In zijn zog naar de “ World Expo 2015 “ heeft Herman Maes zo’n 19 mensen mee, waaronder mensen van zijn bedrijf, belangrijke zakenrelaties en een aantal journalisten zoals Willem Asaert, culinair expert en bij het grote publiek het meest bekend als jurylid van “ Mijn Restaurant “, Sabine Goethals ( Focus Tv ) en dus ook ons.

 

 

De avenue (Via Ludovico di Breme) die er naar toe leidt ziet er een beetje troosteloos uit, maar het hotel op zich is top.

Voor minder doet Herman Maes het niet.

We denken zelfs dat alle belangrijke zakenlui die de wereldtentoonstelling, die op zo’n 10 minuutjes  hier vandaan ligt, bezoeken ,

het “ Hilton Hotel Double Tree “ als stek kiezen.

Zelfs de "cabin crews" van de diverse  luchtvaartmaatschappijen die Malpensa aanvliegen komen hier blijkbaar uitrusten.
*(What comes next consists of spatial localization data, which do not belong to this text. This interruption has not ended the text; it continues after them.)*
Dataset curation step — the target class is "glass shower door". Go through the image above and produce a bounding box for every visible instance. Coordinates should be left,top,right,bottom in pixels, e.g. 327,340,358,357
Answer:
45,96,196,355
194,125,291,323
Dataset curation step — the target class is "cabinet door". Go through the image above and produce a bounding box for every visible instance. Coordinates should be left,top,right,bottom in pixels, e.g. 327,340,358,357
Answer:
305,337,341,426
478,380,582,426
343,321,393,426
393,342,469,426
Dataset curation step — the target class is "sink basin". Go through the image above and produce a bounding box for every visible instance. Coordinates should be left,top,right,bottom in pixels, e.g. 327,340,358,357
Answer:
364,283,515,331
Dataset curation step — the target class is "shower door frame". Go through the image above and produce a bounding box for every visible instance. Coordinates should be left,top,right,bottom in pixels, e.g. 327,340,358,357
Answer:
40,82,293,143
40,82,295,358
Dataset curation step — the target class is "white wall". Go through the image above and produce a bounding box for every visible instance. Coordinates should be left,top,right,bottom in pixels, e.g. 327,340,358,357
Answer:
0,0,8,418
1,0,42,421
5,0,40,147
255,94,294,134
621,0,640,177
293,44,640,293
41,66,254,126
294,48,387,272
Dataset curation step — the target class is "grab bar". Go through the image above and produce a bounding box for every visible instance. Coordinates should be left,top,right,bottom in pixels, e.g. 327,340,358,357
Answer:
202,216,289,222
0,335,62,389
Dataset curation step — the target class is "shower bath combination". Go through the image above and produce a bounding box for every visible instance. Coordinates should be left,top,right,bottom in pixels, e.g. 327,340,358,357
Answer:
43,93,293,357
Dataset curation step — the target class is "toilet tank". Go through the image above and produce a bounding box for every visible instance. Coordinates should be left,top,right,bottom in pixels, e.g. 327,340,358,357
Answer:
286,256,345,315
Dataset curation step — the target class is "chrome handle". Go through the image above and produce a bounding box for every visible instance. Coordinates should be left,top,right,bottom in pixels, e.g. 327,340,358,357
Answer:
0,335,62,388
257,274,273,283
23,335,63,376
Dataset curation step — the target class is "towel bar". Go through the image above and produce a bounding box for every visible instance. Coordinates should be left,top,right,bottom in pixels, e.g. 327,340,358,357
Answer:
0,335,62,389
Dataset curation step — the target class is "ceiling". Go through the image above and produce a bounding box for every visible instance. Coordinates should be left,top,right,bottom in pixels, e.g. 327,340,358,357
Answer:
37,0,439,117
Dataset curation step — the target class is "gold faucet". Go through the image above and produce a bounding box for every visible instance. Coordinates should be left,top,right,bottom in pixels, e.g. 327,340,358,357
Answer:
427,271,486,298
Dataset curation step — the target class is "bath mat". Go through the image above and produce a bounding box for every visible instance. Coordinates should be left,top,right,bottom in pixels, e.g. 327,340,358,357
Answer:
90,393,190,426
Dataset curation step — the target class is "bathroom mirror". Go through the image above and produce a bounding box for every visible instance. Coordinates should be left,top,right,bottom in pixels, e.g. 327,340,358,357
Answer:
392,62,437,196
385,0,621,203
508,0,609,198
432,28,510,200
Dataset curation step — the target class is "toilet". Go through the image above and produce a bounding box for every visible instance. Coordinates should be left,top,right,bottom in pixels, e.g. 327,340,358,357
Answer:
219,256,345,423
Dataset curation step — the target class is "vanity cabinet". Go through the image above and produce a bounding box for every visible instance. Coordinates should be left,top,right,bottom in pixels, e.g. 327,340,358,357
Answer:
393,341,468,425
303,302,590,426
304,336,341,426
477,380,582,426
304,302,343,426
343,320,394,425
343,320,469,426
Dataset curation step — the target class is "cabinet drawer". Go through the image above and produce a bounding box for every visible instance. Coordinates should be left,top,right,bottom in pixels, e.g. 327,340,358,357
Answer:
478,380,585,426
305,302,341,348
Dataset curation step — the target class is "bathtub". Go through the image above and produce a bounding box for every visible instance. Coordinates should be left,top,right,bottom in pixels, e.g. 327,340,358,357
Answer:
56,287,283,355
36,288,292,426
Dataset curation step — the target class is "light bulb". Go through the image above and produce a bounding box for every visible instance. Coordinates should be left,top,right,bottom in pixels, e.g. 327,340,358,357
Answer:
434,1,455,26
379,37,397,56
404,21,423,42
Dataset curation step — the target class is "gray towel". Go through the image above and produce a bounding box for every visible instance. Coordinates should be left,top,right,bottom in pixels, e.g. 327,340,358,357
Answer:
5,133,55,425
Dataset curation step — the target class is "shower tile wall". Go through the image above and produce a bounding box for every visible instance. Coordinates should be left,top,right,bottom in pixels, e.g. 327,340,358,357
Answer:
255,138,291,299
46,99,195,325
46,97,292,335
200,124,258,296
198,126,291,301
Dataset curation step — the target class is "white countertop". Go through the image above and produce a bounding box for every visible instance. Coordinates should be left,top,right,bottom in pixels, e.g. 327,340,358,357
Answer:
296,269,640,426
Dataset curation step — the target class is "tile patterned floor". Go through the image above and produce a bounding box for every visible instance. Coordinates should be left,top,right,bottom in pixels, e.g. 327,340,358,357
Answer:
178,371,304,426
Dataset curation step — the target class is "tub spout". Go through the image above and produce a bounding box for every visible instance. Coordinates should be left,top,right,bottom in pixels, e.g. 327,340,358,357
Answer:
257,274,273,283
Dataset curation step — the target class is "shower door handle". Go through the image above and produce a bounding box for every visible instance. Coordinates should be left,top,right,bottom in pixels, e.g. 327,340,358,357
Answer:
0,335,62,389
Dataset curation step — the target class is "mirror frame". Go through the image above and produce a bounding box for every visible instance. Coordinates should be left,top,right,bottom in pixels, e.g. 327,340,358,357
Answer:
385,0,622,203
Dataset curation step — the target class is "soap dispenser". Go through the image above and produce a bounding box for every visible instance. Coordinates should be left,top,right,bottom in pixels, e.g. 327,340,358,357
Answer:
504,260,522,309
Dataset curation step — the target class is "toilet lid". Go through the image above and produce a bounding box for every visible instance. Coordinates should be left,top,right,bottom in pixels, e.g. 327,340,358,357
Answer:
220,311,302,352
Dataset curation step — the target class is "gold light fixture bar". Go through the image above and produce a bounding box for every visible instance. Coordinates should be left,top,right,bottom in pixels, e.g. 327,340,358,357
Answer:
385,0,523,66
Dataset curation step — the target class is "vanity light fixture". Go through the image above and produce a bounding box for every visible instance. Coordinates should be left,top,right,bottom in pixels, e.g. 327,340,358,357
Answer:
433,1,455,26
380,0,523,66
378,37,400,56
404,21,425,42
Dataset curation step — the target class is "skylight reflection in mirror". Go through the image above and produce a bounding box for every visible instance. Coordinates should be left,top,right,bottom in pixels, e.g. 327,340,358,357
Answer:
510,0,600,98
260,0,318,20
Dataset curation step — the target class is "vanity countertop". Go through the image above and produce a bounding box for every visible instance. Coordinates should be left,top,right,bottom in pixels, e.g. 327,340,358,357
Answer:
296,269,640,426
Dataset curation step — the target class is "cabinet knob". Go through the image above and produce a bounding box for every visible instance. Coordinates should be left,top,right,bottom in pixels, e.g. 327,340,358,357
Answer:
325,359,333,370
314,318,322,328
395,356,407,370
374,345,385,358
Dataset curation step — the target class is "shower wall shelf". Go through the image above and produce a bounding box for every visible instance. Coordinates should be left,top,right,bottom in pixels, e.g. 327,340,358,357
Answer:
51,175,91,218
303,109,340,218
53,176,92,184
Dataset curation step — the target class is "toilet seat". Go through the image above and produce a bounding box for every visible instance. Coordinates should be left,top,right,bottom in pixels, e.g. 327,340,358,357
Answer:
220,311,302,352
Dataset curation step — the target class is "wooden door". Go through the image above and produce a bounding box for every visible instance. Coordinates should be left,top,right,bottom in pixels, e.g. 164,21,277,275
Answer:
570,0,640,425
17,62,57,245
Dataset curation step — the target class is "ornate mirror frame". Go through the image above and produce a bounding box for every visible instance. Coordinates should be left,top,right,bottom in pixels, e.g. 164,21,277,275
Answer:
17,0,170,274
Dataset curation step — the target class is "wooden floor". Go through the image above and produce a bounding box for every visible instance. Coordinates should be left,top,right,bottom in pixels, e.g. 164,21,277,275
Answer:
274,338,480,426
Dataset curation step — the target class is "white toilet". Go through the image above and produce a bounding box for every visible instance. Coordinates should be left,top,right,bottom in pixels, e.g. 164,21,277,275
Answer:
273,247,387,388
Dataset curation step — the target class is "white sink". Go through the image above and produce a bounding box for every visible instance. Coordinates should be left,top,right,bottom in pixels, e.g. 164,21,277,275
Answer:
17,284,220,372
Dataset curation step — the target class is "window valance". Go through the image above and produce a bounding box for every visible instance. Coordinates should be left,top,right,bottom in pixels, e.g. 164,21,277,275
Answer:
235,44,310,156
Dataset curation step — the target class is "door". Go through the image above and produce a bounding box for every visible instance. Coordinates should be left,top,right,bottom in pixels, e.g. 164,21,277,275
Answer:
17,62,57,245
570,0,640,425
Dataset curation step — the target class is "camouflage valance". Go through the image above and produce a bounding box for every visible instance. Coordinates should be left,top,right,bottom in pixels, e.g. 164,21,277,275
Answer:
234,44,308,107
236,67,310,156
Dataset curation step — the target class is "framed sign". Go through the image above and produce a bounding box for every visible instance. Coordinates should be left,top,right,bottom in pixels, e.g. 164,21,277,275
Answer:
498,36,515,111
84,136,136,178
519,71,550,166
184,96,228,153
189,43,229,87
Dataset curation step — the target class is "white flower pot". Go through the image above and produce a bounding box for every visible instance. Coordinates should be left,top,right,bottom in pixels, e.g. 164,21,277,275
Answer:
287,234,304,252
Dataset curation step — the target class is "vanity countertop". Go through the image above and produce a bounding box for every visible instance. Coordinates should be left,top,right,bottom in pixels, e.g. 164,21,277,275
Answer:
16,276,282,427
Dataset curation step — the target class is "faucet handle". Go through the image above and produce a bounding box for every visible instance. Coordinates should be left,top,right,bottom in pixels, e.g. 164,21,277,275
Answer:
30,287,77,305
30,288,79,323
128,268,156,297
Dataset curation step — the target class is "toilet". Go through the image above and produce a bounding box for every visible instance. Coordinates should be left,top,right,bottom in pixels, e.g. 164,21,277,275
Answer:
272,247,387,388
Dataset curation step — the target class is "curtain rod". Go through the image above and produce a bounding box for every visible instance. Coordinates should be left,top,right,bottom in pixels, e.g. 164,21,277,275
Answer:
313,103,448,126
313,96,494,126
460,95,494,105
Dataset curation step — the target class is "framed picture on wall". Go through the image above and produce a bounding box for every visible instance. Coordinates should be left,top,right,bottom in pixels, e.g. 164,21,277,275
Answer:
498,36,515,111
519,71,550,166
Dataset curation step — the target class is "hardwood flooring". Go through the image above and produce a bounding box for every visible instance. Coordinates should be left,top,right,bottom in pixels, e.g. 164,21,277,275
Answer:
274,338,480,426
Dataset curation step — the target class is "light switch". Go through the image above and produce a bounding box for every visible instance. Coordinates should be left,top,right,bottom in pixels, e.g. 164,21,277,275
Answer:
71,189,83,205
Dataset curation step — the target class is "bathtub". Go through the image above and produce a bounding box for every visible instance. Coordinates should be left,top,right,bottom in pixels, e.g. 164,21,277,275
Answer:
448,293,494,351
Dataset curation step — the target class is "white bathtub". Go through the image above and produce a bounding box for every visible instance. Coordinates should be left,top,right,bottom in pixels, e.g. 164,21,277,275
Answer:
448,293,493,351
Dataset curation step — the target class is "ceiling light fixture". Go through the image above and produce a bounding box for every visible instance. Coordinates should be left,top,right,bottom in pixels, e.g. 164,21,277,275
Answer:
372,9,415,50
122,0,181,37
Zien we daar toevallig ook niet koning Filip van België inchecken?

 

 

 

De officiële opening van het Belgisch Paviljoen is pas voor morgen, maar Herman wil vandaag toch al eens naar de expo-terreinen afzakken, niet alleen om wat “andere landen” aan te doen, maar  vooral om eens te kijken of zijn materiaal er nog allemaal staat en alles nog functioneert.

“ En petit comité “, want we zijn de enige persmensen die vanmiddag mee in de taxi stappen.

 

Het cliché is er, dat alle West-Vlamingen keiharde werkers zijn.
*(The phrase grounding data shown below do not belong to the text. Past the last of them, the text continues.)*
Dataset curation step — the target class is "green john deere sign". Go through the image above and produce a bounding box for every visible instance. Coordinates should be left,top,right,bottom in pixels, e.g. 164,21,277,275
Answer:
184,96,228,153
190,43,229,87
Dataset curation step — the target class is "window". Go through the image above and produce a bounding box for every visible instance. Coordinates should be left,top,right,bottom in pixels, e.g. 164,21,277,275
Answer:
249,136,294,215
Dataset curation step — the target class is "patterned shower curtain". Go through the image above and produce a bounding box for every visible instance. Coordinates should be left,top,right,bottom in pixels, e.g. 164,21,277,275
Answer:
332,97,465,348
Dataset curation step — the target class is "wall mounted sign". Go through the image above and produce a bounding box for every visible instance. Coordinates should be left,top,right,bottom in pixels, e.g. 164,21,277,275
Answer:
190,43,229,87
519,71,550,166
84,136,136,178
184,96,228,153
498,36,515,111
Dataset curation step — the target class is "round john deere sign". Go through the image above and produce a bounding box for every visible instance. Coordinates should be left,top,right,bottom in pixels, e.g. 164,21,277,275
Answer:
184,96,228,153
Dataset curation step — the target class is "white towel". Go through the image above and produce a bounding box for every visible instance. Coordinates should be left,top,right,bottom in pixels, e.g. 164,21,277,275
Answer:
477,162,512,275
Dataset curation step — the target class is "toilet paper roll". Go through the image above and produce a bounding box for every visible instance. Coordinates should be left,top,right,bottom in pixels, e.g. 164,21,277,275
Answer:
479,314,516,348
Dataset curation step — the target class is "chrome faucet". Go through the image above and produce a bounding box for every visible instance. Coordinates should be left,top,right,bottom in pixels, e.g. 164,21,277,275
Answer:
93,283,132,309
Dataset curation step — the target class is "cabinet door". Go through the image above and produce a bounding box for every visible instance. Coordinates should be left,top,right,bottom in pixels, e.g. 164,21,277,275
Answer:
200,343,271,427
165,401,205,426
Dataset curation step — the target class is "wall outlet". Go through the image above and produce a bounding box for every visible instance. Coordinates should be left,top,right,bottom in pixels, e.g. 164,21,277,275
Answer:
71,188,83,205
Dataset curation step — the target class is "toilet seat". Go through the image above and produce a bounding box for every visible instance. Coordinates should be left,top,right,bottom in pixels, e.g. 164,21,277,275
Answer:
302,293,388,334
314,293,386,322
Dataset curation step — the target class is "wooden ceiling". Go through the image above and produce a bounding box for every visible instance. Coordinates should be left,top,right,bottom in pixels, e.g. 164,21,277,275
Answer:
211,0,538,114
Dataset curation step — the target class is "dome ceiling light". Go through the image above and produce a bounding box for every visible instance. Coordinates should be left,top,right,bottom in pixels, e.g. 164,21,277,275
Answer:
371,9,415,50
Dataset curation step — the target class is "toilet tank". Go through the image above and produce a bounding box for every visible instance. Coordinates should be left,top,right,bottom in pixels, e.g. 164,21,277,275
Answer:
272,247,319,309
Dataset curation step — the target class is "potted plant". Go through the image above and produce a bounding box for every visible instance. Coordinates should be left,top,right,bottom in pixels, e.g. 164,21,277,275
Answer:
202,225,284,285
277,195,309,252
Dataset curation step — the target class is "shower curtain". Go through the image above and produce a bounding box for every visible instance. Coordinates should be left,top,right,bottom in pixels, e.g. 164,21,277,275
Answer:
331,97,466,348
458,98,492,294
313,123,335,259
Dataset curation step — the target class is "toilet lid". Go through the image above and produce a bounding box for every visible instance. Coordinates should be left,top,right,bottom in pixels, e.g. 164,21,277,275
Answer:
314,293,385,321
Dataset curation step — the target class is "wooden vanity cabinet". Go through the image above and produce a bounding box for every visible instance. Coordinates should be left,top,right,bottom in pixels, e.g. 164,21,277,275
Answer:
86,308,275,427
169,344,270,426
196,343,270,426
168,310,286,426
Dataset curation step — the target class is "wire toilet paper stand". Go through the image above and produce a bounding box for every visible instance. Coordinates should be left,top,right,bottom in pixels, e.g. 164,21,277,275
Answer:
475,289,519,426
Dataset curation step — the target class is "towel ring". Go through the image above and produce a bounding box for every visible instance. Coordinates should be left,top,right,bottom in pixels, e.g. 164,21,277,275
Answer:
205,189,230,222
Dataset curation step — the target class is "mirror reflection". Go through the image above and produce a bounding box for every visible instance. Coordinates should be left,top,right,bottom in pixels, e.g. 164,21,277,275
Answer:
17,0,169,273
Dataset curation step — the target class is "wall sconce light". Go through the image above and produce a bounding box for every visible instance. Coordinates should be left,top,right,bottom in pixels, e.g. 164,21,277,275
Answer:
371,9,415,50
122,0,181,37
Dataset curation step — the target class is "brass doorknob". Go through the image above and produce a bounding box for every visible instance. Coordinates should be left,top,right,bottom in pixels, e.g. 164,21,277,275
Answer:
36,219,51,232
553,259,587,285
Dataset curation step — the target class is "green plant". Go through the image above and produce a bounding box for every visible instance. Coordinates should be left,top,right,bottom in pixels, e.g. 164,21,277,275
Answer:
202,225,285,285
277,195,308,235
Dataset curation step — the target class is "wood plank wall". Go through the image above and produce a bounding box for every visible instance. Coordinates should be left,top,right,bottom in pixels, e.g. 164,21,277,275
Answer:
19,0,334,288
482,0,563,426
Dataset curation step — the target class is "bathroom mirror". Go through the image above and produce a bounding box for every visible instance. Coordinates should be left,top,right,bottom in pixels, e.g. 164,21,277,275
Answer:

Maar waarom is het ene bedrijf dan zo veel succesvoller dan het ander?

Volgens rechterhand van Herman Maes, Jean Marie Lecluyse ( gans rechts op de foto) , is het eigenlijk heel simpel :

“ Herman is een artiest, hij is in zijn gedachten altijd aan het "designen" en schetsen”.

” Je moet dan wel zo iemand in huis hebben”, vullen we dan maar aan.
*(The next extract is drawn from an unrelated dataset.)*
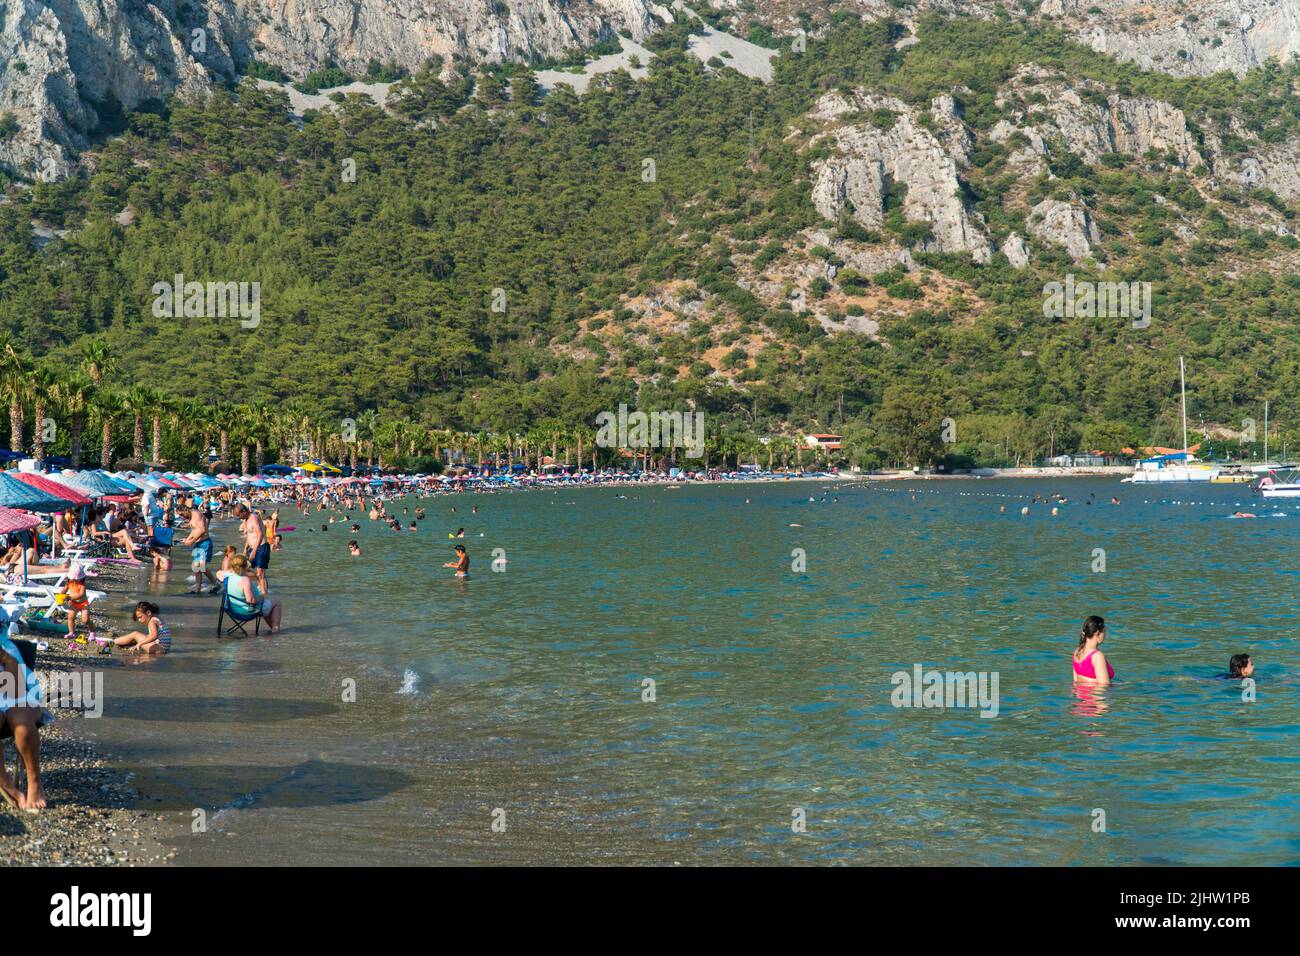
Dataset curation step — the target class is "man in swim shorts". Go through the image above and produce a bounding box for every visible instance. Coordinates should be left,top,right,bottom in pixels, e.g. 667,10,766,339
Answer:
183,505,218,594
237,504,270,592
We denken meteen aan “ Le Penseur”, “ De Denker “, het bronzen meesterwerk van Auguste Rodin.

Helaas nemen veel bedrijven de tijd niet om eerst over iets na te denken, en het dan uit te voeren.

’ t Is natuurlijk ook een beetje een luxe om die tijd te hebben, de dag van vandaag  waar alles zo snel moet gaan.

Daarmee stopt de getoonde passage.